BaDIK is not perfect but compared with other games it really sets standards and is the best game of this type I know. I would rather see it go on as it is than have it shut down soon just to give choices in the game more consequences.
It's a common mantra that games are about choices but this usually applies more to games like chess, which have limited content (chessboard, 2 colors, 6 different pieces, ruleset) and where the player creates his own story, and less to VNs with unique prescribed stories and prescribed decisions.
Major decisions with consequences split a story into exclusive paths and so spread the content over more and more different paths, making the story for each path shorter than it would be without decisions (if we assume the same amount of overall content). BaDIK is published in episodes. If all episodes have about the same size (amount of content) and some major decisions, then the later episodes will only feature an exponential number of progressively shorter stories and players will be disappointed and frustrated.
The affinity system (DIK, neutral, CHICK) is probably the best we can get since it is more like a two-/three-lane highway which simply follows the main story and where the player can decide if he drives left, middle or right to see some special landmarks on his journey. The main part of the content (the highway) remains the same for all players. And unless one does an extreme DIK or CHIK playthrough, most will probably end somewhere in the middle (neutral).
If someone has a working concept for a game with 10-20 episodes of fixed size (100%) and at least one major decision per episode I would be interested to see how the (limited) content can be spread over the increasing number of different story arcs in later episodes without stalling the game.
We say games are about choices because that is what makes them games, rather than novels, movies or the like. The question is how a computer game, which can only output pre-programmed material, handles the potentially staggering amount of variety choice implies.
For the most part, I think BaDIK handles it well. We get lots of small choices that result in small variations (different dialog or renders in the same overall scene), and a few larger choices that add up over time. The real problem is in the presentation.
Episode 4 starts with the Secret Backstory of Josy and Maya(tm), then underscores what a big deal this is by having the MC storm out and move in with Derek/Sage/Bella because he just can't handle the revelation. We spend the rest of Episode 4 watching the MC studiously avoid Maya (who had been his near constant companion) and stew in his sense of betrayal. Finally he agrees to talk to them and (after a very unsatisfying wrap-up I won't rehash here) decides to either keep them as friends or start a three-way relationship with both of them. Crisis resolved.
Enter Episode 5. Here we learn that MCs who chose to be friends are still viewed as lovers by the girls, and MCs who tried for something more will treat the two just like all the other girls he's dating. So glad we finally resolved this!
It gets even more hilarious in some playthroughs where the only other woman the MC is dating is Jill, who will even admit to Bella the MC just isn't that into her. Yet somehow that same MC will choose to spend the night chatting with Bella and Jill rather than head home to his two half-naked girlfriends he wants to have a long talk with. Go figure.
None of this is to say the this isn't a good game, or even that Episode 5 is a bad episode. It's a great game and I enjoyed Episode 5. It just means the pacing of the story is off.
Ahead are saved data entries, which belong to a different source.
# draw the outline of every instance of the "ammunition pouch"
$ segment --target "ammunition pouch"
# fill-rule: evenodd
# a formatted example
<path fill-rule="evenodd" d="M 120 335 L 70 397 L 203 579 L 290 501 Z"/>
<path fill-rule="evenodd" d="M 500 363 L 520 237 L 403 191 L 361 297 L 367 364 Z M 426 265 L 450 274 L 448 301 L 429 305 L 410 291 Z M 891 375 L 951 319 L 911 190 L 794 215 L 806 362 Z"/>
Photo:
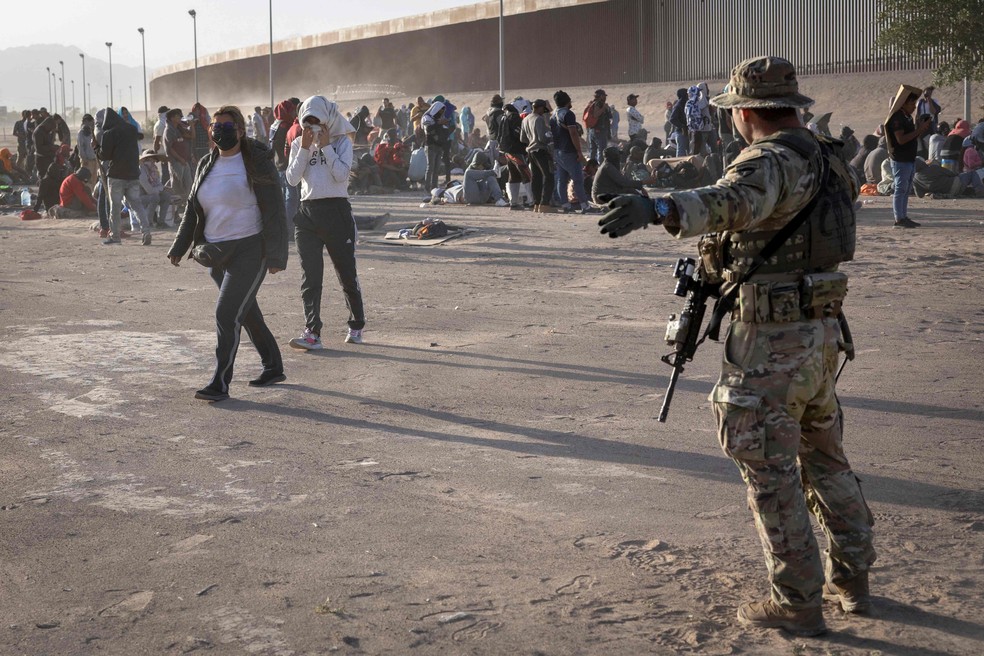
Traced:
<path fill-rule="evenodd" d="M 753 281 L 738 289 L 732 320 L 746 323 L 789 323 L 840 314 L 847 295 L 847 275 L 813 273 L 799 282 Z"/>
<path fill-rule="evenodd" d="M 711 285 L 724 282 L 724 247 L 720 233 L 704 235 L 697 243 L 700 253 L 701 280 Z"/>

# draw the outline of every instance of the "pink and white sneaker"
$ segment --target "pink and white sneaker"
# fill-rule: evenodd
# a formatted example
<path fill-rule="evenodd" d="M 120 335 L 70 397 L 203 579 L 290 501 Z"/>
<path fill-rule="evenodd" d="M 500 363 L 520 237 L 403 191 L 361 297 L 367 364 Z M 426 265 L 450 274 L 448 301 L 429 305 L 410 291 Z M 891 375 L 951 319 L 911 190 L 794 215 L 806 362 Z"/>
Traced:
<path fill-rule="evenodd" d="M 318 349 L 324 348 L 321 344 L 321 337 L 311 332 L 310 328 L 305 328 L 304 333 L 300 337 L 290 340 L 290 347 L 303 351 L 317 351 Z"/>

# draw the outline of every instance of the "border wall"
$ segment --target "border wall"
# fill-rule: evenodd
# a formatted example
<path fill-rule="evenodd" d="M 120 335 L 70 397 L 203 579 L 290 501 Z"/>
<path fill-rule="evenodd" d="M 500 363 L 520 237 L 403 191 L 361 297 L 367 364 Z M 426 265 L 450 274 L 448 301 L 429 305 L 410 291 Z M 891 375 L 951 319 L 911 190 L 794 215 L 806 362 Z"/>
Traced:
<path fill-rule="evenodd" d="M 880 0 L 507 0 L 507 90 L 726 79 L 757 54 L 801 75 L 934 66 L 874 50 Z M 396 98 L 499 86 L 499 3 L 275 43 L 277 100 Z M 320 45 L 319 45 L 320 44 Z M 269 103 L 268 45 L 199 60 L 206 107 Z M 191 62 L 157 71 L 151 103 L 194 100 Z"/>

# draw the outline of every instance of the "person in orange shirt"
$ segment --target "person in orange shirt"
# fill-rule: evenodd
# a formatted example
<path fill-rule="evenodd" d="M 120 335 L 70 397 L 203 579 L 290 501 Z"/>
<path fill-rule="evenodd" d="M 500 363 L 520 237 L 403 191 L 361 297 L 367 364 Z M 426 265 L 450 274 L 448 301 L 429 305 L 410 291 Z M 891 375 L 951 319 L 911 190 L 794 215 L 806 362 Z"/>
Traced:
<path fill-rule="evenodd" d="M 48 216 L 53 219 L 79 219 L 96 214 L 96 202 L 89 191 L 92 173 L 80 168 L 62 180 L 58 189 L 58 204 L 48 208 Z"/>
<path fill-rule="evenodd" d="M 27 171 L 14 163 L 14 156 L 9 148 L 0 149 L 0 176 L 7 176 L 13 184 L 30 184 L 31 182 L 31 176 Z"/>

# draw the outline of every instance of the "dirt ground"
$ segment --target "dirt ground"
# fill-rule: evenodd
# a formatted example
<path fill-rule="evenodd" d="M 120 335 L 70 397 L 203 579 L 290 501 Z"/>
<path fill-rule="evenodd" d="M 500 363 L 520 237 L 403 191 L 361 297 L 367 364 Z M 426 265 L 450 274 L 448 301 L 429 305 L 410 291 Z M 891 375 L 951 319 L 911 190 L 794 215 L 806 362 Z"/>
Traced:
<path fill-rule="evenodd" d="M 801 639 L 735 619 L 768 586 L 706 400 L 719 344 L 655 420 L 693 244 L 418 196 L 353 203 L 479 232 L 363 234 L 366 343 L 329 276 L 322 352 L 286 348 L 292 253 L 259 294 L 287 382 L 247 387 L 244 339 L 216 404 L 192 398 L 216 290 L 172 233 L 0 218 L 0 653 L 984 653 L 984 204 L 859 213 L 840 395 L 876 609 Z"/>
We shouldn't be at this point in the relationship with Maya and Josy if we are not also at a point in the story where the MC can't stop seeing other girls (or deliberately cheat on M&J and face the obvious consequences). It undermines the significance of their relationship to treat them with such disinterest, to say nothing of gutting the drama from the last episode.
So the problem isn't that we have too many choices. The problem is that the game is trying to give us a huge choice before it can acknowledge meaningful consequences to it. That's an acceptable flaw in an otherwise excellent game. My concern is that it is the sort of flaw that grow over time and become something much more harmful.